Some have compared it to David Lean's Brief Encounter, but for me the most striking comparison is with Richard Linklater's Before Trilogy, condensing decades of two people coming in and out of each other's lives into a heartrending 106 minutes. But what's impressive about it is how it uses that brief runtime to really settle in with these characters, even across its decade-long time jumps. Nora immigrates from Korea with her parents as a 12-year-old, reconnects with her childhood best friend via social media, and eventually moves on with her life, naturally losing touch but never the connection that drew them together in the first place.
Song's film deals a lot in themes of fate and destiny, but unlike many other films of which that is true, Past Lives feels more honest about the role of time and distance. It's as much about life's "what ifs" as it is about the natural progression of life. Sometimes things just don't work out, and you find someone else you're just as well suited for in the meantime. Through a deeply compassionate lens, Song grapples with those conflicting feelings, of longing for the familiar and dwelling in the "what ifs" vs moving on and living in the present instead of the past. In that way, Past Lives also deals head-on with nostalgia itself, and the place in our lives of things (and people) that we have perhaps outgrown.

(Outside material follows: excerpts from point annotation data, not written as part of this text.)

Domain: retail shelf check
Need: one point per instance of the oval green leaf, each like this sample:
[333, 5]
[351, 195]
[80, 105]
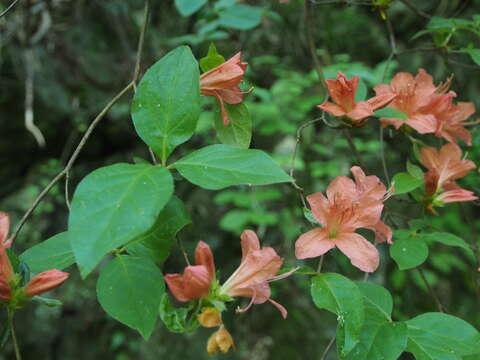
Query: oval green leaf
[380, 338]
[166, 105]
[408, 251]
[112, 206]
[438, 336]
[239, 131]
[341, 296]
[130, 290]
[404, 183]
[53, 253]
[157, 242]
[219, 166]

The lovely thing here is that Song takes time to acknowledge the inherent sadness of that without ignoring the beauty of living and loving in the here and now. It's the inherent contradiction of the human condition, missing what we've lost while loving what we have. It's likely that many viewers will find themselves reminded of their Hae Sung, but the beauty of Past Lives is that you may find yourself thinking of your own Arthur too. Song juggles so many tricky and often conflicting emotions, then deftly wraps them in a delicate but devastating package. It's a dreamy, melancholy, and altogether remarkable debut.